Puzzled—and, for a couple of heartbeats, frightened (“it sort of looked like it could have been a bomb…”)—my friend and the garage mechanic clipped the wires, cut down the small package and disassembled the device. When we got to his home he laid the pieces out on his kitchen table: it was a small cell phone, with an antenna that was extended when my friend discovered the thing attached like a barnacle to the bottom of his car, plus the small wires that he had clipped to get the device down, and the batteries that enabled the whole contraption to stick to the bottom of the car.
It was, plainly, a tracking device. Someone –someone, that is, with access to a cellular network’s computers–could call the phone and pretty quickly determine where the car was.
When you’re a journalist or a diplomat or even a businessman working for a big foreign company here, you can fairly assume that your home and your phones are bugged. That’s not surprising; it’s straightforward, goes with the territory type stuff. But my friend works for a Shanghai based supplier of basic industrial machinery. A small, successful but not particularly notable metal bending company; its product line, and the machinery used to produce it, are not particularly sophisticated; there are no patents involved, no industrial high tech secrets, according to my friend. Nor are any of his company’s customers military or military related firms. In other words, he was completely flummoxed as to why the local public security bureau—if that’s who had affixed the device—would be so interested into his whereabouts at all times.
Could it possibly have been commercial espionage, I asked him. Could a competing company have done this? He said he didn’t know why they would. He said he drives his car to work, and that’s pretty much it, and it could hardly be a secret that he drove to work every morning.
My friend is an adventurous sort. He’s an outdoorsy type who has explored various parts of China to go camping and rock climbing, and often he will drive long distances to pursue these interests. He also speaks fluent Chinese.

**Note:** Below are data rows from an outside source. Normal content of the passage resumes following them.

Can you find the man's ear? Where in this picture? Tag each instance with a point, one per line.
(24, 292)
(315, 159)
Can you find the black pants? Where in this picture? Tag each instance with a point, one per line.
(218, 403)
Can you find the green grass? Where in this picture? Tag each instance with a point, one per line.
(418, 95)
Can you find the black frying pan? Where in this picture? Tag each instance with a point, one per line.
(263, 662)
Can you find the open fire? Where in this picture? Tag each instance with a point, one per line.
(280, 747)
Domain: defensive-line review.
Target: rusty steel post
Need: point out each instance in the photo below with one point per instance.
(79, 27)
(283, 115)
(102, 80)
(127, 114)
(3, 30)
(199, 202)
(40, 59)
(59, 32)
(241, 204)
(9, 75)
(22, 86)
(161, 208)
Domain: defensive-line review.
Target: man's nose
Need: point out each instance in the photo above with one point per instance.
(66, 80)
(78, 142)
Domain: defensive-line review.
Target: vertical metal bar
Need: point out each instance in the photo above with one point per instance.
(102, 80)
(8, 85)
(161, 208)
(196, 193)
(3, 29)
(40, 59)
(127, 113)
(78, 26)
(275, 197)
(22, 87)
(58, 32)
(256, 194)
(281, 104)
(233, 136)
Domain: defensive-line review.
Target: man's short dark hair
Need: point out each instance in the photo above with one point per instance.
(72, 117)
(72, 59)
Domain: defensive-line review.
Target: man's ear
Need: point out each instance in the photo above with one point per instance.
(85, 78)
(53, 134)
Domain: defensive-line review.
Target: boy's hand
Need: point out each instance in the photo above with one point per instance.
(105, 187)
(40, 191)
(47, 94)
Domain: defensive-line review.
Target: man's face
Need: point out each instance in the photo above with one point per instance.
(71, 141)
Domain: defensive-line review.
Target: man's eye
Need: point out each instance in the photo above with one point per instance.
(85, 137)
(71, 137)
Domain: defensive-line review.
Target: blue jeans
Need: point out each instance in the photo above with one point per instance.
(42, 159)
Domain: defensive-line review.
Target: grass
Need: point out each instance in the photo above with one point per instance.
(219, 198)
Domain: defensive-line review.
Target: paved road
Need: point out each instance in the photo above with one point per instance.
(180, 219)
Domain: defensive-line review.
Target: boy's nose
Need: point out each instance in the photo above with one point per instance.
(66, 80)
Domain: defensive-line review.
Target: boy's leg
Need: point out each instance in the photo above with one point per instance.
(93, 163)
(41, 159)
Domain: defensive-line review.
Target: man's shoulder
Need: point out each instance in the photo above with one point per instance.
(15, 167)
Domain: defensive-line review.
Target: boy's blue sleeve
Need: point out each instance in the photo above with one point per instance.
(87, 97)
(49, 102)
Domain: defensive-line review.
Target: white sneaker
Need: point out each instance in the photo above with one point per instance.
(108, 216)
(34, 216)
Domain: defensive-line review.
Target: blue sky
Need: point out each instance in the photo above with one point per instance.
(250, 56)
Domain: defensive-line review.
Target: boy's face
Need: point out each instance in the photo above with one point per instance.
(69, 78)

So he’s not, true enough, your typical businessman-expat. But if he’s a spy, then I’m Manny Ramirez.
Perhaps it was, despite my friend’s doubts, a case of industrial espionage. But I tend to doubt it, too. I think the shrink-wrapped tracking device—classic spook gear–is evidence that there are too many Public Security Bureau guys with too much time on their hands here in Shanghai.
You’d think with the economy growing at 11.5 per cent per quarter they could get a real job.